Airbus has formed a consortium with seven European organisations to lead the development of the Space CARBon Observatory (SCARBO) project.

Airbus has formed a consortium with seven European organisations to lead the development of the Space CARBon Observatory (SCARBO) project.

Funded by the EU's Horizon 2020 Programme, the project aims to facilitate improved measurement of anthropogenic greenhouse gases (GHGs) from space.

The consortium will provide miniaturised payloads for smallsat constellations to be used in the SCARBO project, including a miniaturised static spectrometer concept on a constellation of small satellites fitted with aerosol sensors and high-end reference instruments.

Airbus Space Systems Earth Observation, Navigation and Science head Mathilde Royer-Germain said: "We are strongly committed to the world's effort to combat climate change and its impacts to our planet: with SCARBO we are proud to contribute to the United Nations' '17 Sustainable Development Goals' adopted at the 2030 Agenda for Sustainable Development.

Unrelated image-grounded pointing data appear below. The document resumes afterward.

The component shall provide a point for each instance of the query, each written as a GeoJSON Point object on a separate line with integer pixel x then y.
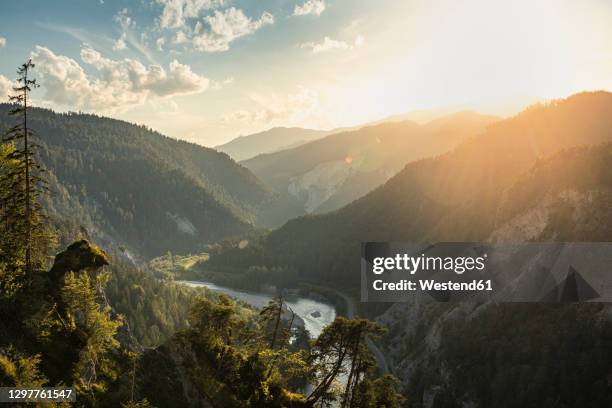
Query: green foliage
{"type": "Point", "coordinates": [91, 320]}
{"type": "Point", "coordinates": [17, 370]}
{"type": "Point", "coordinates": [452, 197]}
{"type": "Point", "coordinates": [522, 355]}
{"type": "Point", "coordinates": [140, 189]}
{"type": "Point", "coordinates": [153, 309]}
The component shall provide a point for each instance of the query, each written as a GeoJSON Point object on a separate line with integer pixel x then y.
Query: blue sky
{"type": "Point", "coordinates": [210, 70]}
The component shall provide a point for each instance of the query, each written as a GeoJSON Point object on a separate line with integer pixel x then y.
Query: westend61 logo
{"type": "Point", "coordinates": [479, 272]}
{"type": "Point", "coordinates": [412, 264]}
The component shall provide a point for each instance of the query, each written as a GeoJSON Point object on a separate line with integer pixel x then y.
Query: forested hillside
{"type": "Point", "coordinates": [453, 197]}
{"type": "Point", "coordinates": [329, 173]}
{"type": "Point", "coordinates": [132, 187]}
{"type": "Point", "coordinates": [269, 141]}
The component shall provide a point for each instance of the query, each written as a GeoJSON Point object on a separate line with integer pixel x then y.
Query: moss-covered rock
{"type": "Point", "coordinates": [80, 255]}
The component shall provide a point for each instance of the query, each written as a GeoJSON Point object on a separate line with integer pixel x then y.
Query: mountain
{"type": "Point", "coordinates": [269, 141]}
{"type": "Point", "coordinates": [457, 196]}
{"type": "Point", "coordinates": [566, 197]}
{"type": "Point", "coordinates": [329, 173]}
{"type": "Point", "coordinates": [138, 189]}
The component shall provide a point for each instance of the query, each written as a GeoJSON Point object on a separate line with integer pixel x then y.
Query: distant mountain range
{"type": "Point", "coordinates": [131, 187]}
{"type": "Point", "coordinates": [329, 173]}
{"type": "Point", "coordinates": [474, 192]}
{"type": "Point", "coordinates": [269, 141]}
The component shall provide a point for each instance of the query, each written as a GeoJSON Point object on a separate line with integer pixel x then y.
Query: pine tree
{"type": "Point", "coordinates": [25, 236]}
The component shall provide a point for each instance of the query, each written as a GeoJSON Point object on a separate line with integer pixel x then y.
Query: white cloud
{"type": "Point", "coordinates": [120, 44]}
{"type": "Point", "coordinates": [6, 87]}
{"type": "Point", "coordinates": [220, 84]}
{"type": "Point", "coordinates": [329, 44]}
{"type": "Point", "coordinates": [176, 12]}
{"type": "Point", "coordinates": [123, 19]}
{"type": "Point", "coordinates": [226, 26]}
{"type": "Point", "coordinates": [117, 86]}
{"type": "Point", "coordinates": [292, 110]}
{"type": "Point", "coordinates": [309, 7]}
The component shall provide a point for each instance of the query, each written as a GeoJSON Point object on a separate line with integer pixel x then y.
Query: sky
{"type": "Point", "coordinates": [210, 70]}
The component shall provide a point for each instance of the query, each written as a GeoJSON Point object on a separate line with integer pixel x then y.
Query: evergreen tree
{"type": "Point", "coordinates": [24, 233]}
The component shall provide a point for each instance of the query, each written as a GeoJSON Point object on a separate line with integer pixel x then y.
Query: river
{"type": "Point", "coordinates": [304, 307]}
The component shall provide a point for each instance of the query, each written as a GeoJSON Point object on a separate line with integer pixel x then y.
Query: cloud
{"type": "Point", "coordinates": [226, 26]}
{"type": "Point", "coordinates": [120, 44]}
{"type": "Point", "coordinates": [123, 19]}
{"type": "Point", "coordinates": [176, 12]}
{"type": "Point", "coordinates": [6, 87]}
{"type": "Point", "coordinates": [310, 7]}
{"type": "Point", "coordinates": [294, 109]}
{"type": "Point", "coordinates": [117, 86]}
{"type": "Point", "coordinates": [329, 44]}
{"type": "Point", "coordinates": [220, 84]}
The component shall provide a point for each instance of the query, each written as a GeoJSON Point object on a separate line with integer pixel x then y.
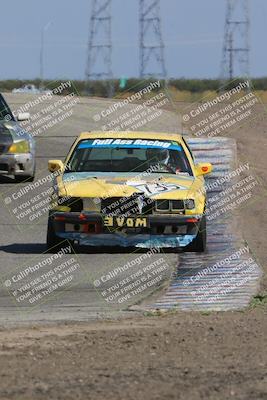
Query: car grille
{"type": "Point", "coordinates": [3, 149]}
{"type": "Point", "coordinates": [127, 206]}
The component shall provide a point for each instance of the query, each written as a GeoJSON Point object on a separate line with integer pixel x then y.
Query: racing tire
{"type": "Point", "coordinates": [199, 244]}
{"type": "Point", "coordinates": [53, 242]}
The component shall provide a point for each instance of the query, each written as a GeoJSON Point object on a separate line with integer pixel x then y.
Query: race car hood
{"type": "Point", "coordinates": [97, 185]}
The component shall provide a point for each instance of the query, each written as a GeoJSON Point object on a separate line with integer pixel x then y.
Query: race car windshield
{"type": "Point", "coordinates": [139, 156]}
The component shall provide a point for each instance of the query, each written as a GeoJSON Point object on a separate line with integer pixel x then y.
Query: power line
{"type": "Point", "coordinates": [99, 58]}
{"type": "Point", "coordinates": [152, 61]}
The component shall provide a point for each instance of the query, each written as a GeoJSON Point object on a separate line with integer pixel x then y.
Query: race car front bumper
{"type": "Point", "coordinates": [17, 164]}
{"type": "Point", "coordinates": [88, 229]}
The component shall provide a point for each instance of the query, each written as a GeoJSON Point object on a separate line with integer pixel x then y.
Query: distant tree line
{"type": "Point", "coordinates": [102, 88]}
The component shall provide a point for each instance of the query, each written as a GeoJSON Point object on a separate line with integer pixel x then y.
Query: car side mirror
{"type": "Point", "coordinates": [23, 116]}
{"type": "Point", "coordinates": [55, 165]}
{"type": "Point", "coordinates": [203, 169]}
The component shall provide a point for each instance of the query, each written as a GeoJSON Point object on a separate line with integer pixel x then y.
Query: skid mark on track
{"type": "Point", "coordinates": [210, 281]}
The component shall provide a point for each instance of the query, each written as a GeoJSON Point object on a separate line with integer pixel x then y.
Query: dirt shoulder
{"type": "Point", "coordinates": [177, 356]}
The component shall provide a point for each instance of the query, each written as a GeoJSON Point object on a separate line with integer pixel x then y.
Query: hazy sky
{"type": "Point", "coordinates": [192, 30]}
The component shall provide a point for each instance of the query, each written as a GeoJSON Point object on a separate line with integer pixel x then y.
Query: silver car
{"type": "Point", "coordinates": [17, 147]}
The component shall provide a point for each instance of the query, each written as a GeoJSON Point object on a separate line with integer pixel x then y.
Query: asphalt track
{"type": "Point", "coordinates": [23, 241]}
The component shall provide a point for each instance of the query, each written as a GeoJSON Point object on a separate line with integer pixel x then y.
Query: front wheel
{"type": "Point", "coordinates": [199, 244]}
{"type": "Point", "coordinates": [25, 178]}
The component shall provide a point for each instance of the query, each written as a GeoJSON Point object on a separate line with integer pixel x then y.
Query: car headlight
{"type": "Point", "coordinates": [189, 204]}
{"type": "Point", "coordinates": [74, 203]}
{"type": "Point", "coordinates": [19, 147]}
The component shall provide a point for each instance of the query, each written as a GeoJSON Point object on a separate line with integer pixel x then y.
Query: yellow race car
{"type": "Point", "coordinates": [129, 189]}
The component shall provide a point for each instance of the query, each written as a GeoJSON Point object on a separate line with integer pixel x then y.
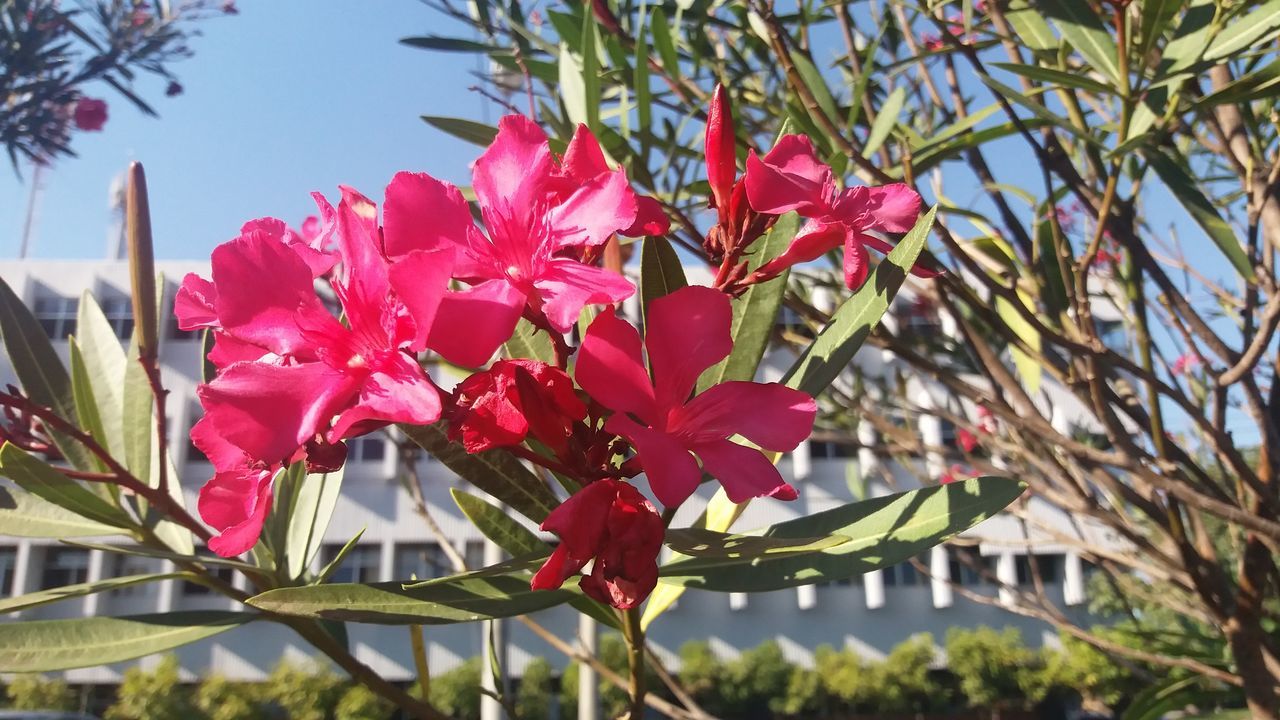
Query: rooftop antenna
{"type": "Point", "coordinates": [28, 227]}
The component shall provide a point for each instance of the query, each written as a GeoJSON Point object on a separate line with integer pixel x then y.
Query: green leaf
{"type": "Point", "coordinates": [661, 272]}
{"type": "Point", "coordinates": [461, 598]}
{"type": "Point", "coordinates": [1244, 32]}
{"type": "Point", "coordinates": [312, 509]}
{"type": "Point", "coordinates": [39, 478]}
{"type": "Point", "coordinates": [530, 342]}
{"type": "Point", "coordinates": [496, 472]}
{"type": "Point", "coordinates": [723, 548]}
{"type": "Point", "coordinates": [104, 364]}
{"type": "Point", "coordinates": [27, 515]}
{"type": "Point", "coordinates": [40, 372]}
{"type": "Point", "coordinates": [448, 44]}
{"type": "Point", "coordinates": [885, 122]}
{"type": "Point", "coordinates": [41, 646]}
{"type": "Point", "coordinates": [1080, 26]}
{"type": "Point", "coordinates": [755, 311]}
{"type": "Point", "coordinates": [493, 523]}
{"type": "Point", "coordinates": [663, 44]}
{"type": "Point", "coordinates": [1057, 77]}
{"type": "Point", "coordinates": [835, 346]}
{"type": "Point", "coordinates": [1183, 186]}
{"type": "Point", "coordinates": [881, 532]}
{"type": "Point", "coordinates": [470, 131]}
{"type": "Point", "coordinates": [81, 589]}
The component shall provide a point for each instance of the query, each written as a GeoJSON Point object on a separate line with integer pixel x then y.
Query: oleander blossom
{"type": "Point", "coordinates": [790, 177]}
{"type": "Point", "coordinates": [609, 524]}
{"type": "Point", "coordinates": [686, 333]}
{"type": "Point", "coordinates": [542, 219]}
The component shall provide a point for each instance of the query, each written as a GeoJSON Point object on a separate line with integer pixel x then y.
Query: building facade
{"type": "Point", "coordinates": [871, 614]}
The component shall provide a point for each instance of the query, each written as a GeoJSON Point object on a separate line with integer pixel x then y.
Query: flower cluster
{"type": "Point", "coordinates": [318, 337]}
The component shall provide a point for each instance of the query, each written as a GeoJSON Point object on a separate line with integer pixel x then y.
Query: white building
{"type": "Point", "coordinates": [871, 614]}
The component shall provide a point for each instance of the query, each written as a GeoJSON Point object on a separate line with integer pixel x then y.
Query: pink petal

"Our long experience in environmental missions, and especially our strong involvement in the Copernicus programme, will be a great asset for SCARBO."

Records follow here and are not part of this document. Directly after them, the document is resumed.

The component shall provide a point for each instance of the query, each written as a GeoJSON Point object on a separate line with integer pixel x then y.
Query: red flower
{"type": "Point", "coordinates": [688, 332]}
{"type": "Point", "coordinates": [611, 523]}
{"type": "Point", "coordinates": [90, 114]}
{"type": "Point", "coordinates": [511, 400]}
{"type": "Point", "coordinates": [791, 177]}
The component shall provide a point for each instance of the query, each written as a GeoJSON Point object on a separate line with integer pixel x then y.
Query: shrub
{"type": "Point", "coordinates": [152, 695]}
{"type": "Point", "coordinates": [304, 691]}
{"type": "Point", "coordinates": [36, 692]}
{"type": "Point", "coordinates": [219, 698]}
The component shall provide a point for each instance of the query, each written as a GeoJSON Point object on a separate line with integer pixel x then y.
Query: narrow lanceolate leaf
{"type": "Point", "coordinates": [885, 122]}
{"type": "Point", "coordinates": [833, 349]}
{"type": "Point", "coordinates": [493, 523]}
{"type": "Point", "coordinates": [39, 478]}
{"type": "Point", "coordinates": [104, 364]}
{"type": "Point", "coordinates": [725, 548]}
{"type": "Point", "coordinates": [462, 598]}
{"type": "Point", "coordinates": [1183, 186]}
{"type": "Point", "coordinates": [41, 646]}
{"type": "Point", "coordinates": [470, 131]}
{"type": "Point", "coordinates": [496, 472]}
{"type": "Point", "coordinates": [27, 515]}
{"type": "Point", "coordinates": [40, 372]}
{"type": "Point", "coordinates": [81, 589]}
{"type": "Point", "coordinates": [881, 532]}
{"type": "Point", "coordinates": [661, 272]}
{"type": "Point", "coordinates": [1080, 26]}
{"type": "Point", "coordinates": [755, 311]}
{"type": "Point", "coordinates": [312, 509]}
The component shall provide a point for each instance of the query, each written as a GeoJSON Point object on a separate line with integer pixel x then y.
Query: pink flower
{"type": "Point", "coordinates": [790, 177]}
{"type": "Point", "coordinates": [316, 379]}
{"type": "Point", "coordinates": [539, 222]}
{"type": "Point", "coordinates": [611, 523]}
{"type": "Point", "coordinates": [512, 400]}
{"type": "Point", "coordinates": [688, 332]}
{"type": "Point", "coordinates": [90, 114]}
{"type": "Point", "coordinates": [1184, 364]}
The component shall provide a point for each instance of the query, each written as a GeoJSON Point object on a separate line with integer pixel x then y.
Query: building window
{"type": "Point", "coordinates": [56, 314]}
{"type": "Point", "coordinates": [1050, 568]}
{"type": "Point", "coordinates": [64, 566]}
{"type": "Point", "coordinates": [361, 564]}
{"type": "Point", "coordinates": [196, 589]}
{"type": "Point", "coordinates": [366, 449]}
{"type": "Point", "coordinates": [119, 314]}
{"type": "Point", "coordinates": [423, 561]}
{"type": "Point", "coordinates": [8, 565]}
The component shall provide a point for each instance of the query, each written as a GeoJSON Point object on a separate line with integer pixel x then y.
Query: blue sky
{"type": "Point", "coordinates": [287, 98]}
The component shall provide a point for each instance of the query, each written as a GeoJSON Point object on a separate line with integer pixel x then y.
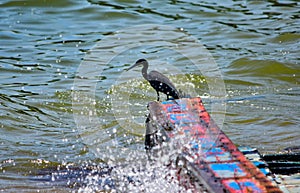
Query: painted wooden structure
{"type": "Point", "coordinates": [207, 153]}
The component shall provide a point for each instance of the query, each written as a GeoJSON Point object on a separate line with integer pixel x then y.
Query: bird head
{"type": "Point", "coordinates": [138, 63]}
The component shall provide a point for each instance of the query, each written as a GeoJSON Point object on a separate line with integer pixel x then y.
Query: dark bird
{"type": "Point", "coordinates": [157, 80]}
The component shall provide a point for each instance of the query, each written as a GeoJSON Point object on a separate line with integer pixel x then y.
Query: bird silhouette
{"type": "Point", "coordinates": [157, 80]}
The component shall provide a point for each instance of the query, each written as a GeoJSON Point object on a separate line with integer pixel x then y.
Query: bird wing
{"type": "Point", "coordinates": [157, 76]}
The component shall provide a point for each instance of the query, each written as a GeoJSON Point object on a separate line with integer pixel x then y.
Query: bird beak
{"type": "Point", "coordinates": [136, 64]}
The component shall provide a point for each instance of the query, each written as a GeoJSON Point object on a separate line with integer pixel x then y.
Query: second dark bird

The consortium has already held its first user advisory board meeting at Airbus's site in Toulouse, France, to ensure the successful implementation of the requirements of the project.

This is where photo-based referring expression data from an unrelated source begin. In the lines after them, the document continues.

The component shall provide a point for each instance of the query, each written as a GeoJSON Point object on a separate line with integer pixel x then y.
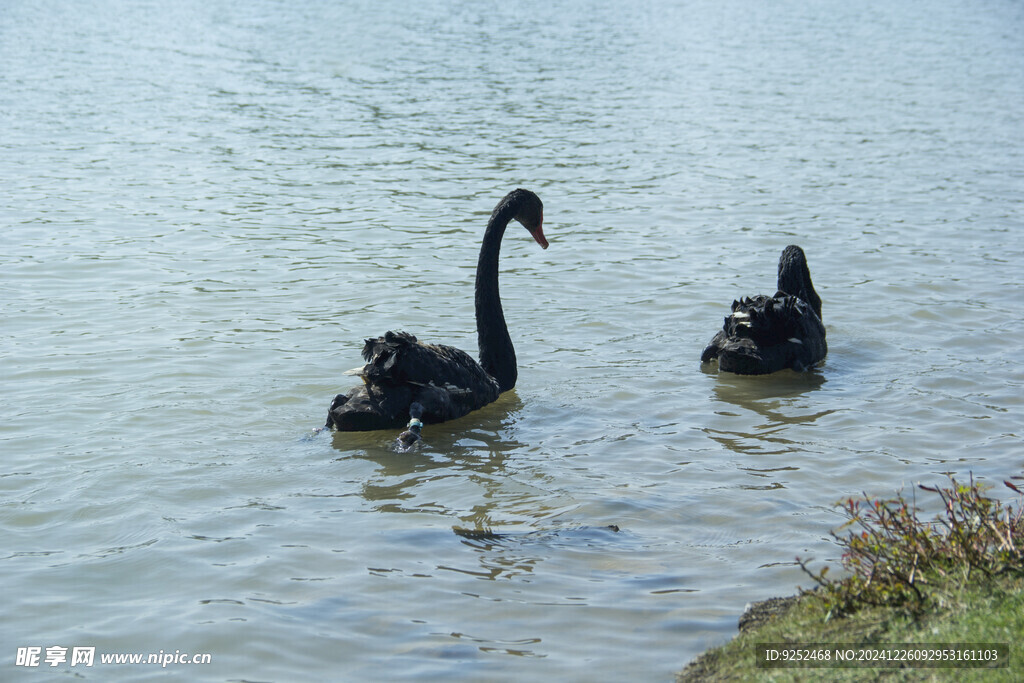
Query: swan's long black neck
{"type": "Point", "coordinates": [497, 353]}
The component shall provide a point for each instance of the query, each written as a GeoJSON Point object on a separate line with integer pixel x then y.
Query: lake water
{"type": "Point", "coordinates": [208, 206]}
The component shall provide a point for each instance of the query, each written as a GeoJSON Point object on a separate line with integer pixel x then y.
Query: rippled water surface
{"type": "Point", "coordinates": [208, 206]}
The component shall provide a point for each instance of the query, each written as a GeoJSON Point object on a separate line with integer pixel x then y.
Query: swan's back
{"type": "Point", "coordinates": [399, 370]}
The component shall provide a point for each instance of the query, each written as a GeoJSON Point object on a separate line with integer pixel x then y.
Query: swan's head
{"type": "Point", "coordinates": [528, 210]}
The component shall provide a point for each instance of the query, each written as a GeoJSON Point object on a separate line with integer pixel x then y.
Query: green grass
{"type": "Point", "coordinates": [958, 579]}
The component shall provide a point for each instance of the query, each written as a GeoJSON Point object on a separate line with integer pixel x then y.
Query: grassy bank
{"type": "Point", "coordinates": [957, 579]}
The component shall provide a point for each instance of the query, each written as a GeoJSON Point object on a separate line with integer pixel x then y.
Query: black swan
{"type": "Point", "coordinates": [765, 334]}
{"type": "Point", "coordinates": [445, 381]}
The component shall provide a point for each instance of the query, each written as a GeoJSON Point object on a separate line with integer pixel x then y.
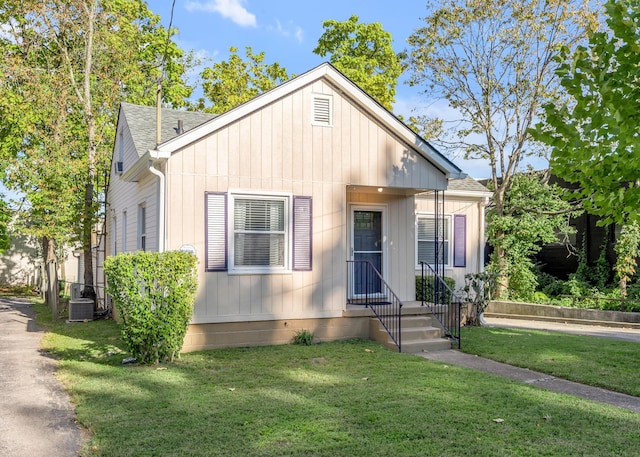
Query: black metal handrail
{"type": "Point", "coordinates": [441, 301]}
{"type": "Point", "coordinates": [367, 287]}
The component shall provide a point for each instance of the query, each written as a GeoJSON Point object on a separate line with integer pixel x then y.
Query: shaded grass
{"type": "Point", "coordinates": [602, 362]}
{"type": "Point", "coordinates": [353, 398]}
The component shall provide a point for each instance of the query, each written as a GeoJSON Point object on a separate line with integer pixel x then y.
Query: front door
{"type": "Point", "coordinates": [367, 245]}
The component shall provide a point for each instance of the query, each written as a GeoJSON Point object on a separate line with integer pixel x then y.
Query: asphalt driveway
{"type": "Point", "coordinates": [36, 418]}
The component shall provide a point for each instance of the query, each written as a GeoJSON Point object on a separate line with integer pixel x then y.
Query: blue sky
{"type": "Point", "coordinates": [287, 31]}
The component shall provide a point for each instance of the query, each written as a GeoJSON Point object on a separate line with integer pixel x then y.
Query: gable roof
{"type": "Point", "coordinates": [142, 124]}
{"type": "Point", "coordinates": [466, 185]}
{"type": "Point", "coordinates": [348, 89]}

It plans to conduct a dedicated airborne campaign to validate the overall measurement concept using instrument prototypes in 2020.

SCARBO is scheduled to be operational as a complementary system with the second generation of Copernicus satellites within a decade.

European Commission Copernicus Policy officer Hugo Zunker said: "The emerging policy needs for anthropogenic greenhouse gases monitoring from Space call for frequent observations, high accuracy and spatial resolution.

"To this end the Commission is currently considering to possibly expand its constellation of Copernicus satellites.

"With SCARBO, we could go beyond what Copernicus can do and complement the tremendous data provided by the Sentinels."